Noutro passo, não convém buscar uma interpretação do poeta autor da obra. Afinal, não se trata de julgar o Lamartine Babo, que, a propósito, fez os mais belos hinos do futebol brasileiro e já deve estar de osso branco... A questão é que 'O teu cabelo não nega' transcendeu em muito o seu autor e se tornou talvez a mais conhecida marchinha do Carnaval brasileiro, que é famoso no mundo todo, sendo executada todo ano exaustivamente. Não se trata também de censurar a própria marchinha, que já se incorporou na cultura e não tem por que ser proibida oitenta anos depois de ter sido feita. Agora, outra coisa é achar que ela não veicula preconceito e dessa forma tentar naturalizar o preconceito que ela realmente encerra. Embora, de fato, haja uma possibilidade interpretativa que possa sugerir o desejo de ser contagiado pela cor da mulata – aliás, palavra com forte conotação depreciativa, passível de uma discussão à parte –, a interpretação mais imediata é a que sugere a cor da mulata como algo que não se quer pegar, ou seja, quer-se o amor dela já que não há o risco de contrair a sua cor, que seria algo indesejável. Tal interpretação, mesmo não tendo sido o propósito consciente do Lamartine Babo, é algo que decorre da própria literalidade do texto – mas é adversativa – e a música, como qualquer outra arte, é produto cultural de um povo e não apenas de um autor. 'O teu cabelo não nega' não é produto apenas do Lamartine Babo, mas de um país que é eivado de preconceito, de um tempo recuado em que esse preconceito era ainda mais intenso e até naturalizado, inclusive porque a sombra da escravidão ainda era latente, escravidão que adotou um dos modelos mais perversos da história.
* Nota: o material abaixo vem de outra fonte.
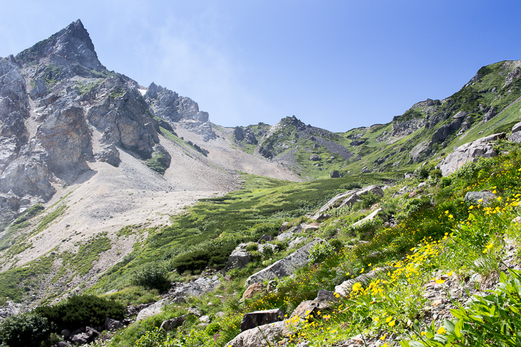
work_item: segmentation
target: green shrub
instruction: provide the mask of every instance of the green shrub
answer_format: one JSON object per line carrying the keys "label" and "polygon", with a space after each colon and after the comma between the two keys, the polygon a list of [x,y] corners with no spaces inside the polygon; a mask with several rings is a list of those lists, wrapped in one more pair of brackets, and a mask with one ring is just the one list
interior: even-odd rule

Quando se trata de preconceito, um vetor que deve nos orientar é a perspectiva da vítima do preconceito. O que acha o negro, especialmente a mulher negra, da machinha 'O teu cabelo não nega'? Sente-se ela bem ao ouvi-la ou se sente incomodada? Decerto, muitas se sentem incomodadas; logo, se há esse incômodo, há sim preconceito envolvido e, portanto, algo que não pode ser naturalizado.
A perspectiva do preconceito não é o da coisa em si, mas a do resultado danoso que ela pode produzir. Às vezes, constrói-se um brinquedo apenas para que uma criança se diverta, mas às vezes esse brinquedo causa danos à criança e, aí, passa a ser um exemplo de brinquedo que não deve ser seguido. Se há um potencial de dano em 'O teu cabelo não nega', não se trata de censurá-la, não se trata de condenar o Lamartine Babo, não se trata de tratar intolerância com intolerância, mas de deixar claro que se trata de uma peça do passado, incorporada ao patrimônio cultural brasileiro, que, de todo modo, veicula um potencial danoso e que, como tal, não é um exemplo a ser seguido.